In addition to checking Angie’s List, ask your contractor for local references and call and speak with previous clients. Make sure your contractor is properly licensed for the trade in your state, and make sure the company carries the required insurance. “This protects the homeowner, and it protects the roofer,” Lipscomb says. “I want to be able to sleep at night, so I make sure that all my licenses and insurance is up-to-date.”

Make sure your own homeowner's insurance is current. Angie’s List member Valerie Kelley says she's glad she switched insurance companies in October – seven months before her house was hit by the May 20 EF5 tornado - because her new policy covered more of her losses. “Don’t go with the cheap, cheap insurance company. That will make all the difference in the world,” Kelley says.

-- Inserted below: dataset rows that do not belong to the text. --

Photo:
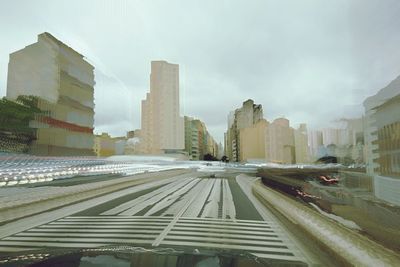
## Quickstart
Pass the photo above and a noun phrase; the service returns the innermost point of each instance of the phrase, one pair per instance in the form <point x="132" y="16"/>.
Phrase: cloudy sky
<point x="310" y="61"/>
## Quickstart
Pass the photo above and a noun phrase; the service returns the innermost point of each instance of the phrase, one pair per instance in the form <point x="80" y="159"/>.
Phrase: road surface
<point x="192" y="210"/>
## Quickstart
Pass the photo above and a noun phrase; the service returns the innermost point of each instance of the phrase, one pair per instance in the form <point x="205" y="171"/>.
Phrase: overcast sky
<point x="309" y="61"/>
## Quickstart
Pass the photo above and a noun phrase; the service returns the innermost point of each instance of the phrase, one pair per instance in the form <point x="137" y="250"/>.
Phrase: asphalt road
<point x="192" y="210"/>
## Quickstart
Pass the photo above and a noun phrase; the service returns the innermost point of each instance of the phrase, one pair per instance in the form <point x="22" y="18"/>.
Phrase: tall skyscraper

It’s important to be familiar with your policy and know what’s expected of you in times of disaster. Fonzi says many insurance companies will expect you to prevent further damage and schedule services like roof tarping and window boarding. It’s important to note, however, that money for such services should not be paid out of pocket. “Insurance companies pay for temporary repairs,” Lipscomb says. “They don’t want the conditions to get any worse.”

When disaster hits, tax season isn’t likely on your mind, but Kelley says it should be.” I found that that was hardest thing in ‘99 was trying to do my taxes that year, because when you file for disaster, they want you to list everything individually – and that is so hard to come up with everything in your house,” she says.

Kelley recommends taking photographs or video of each room and its contents. She also says it’s a good idea to keep those photos or video and any important paperwork – insurance policies, birth certificates, banking information, digital backups of photographs, etc. – in a safe place outside the home, such as a safety deposit box at the bank.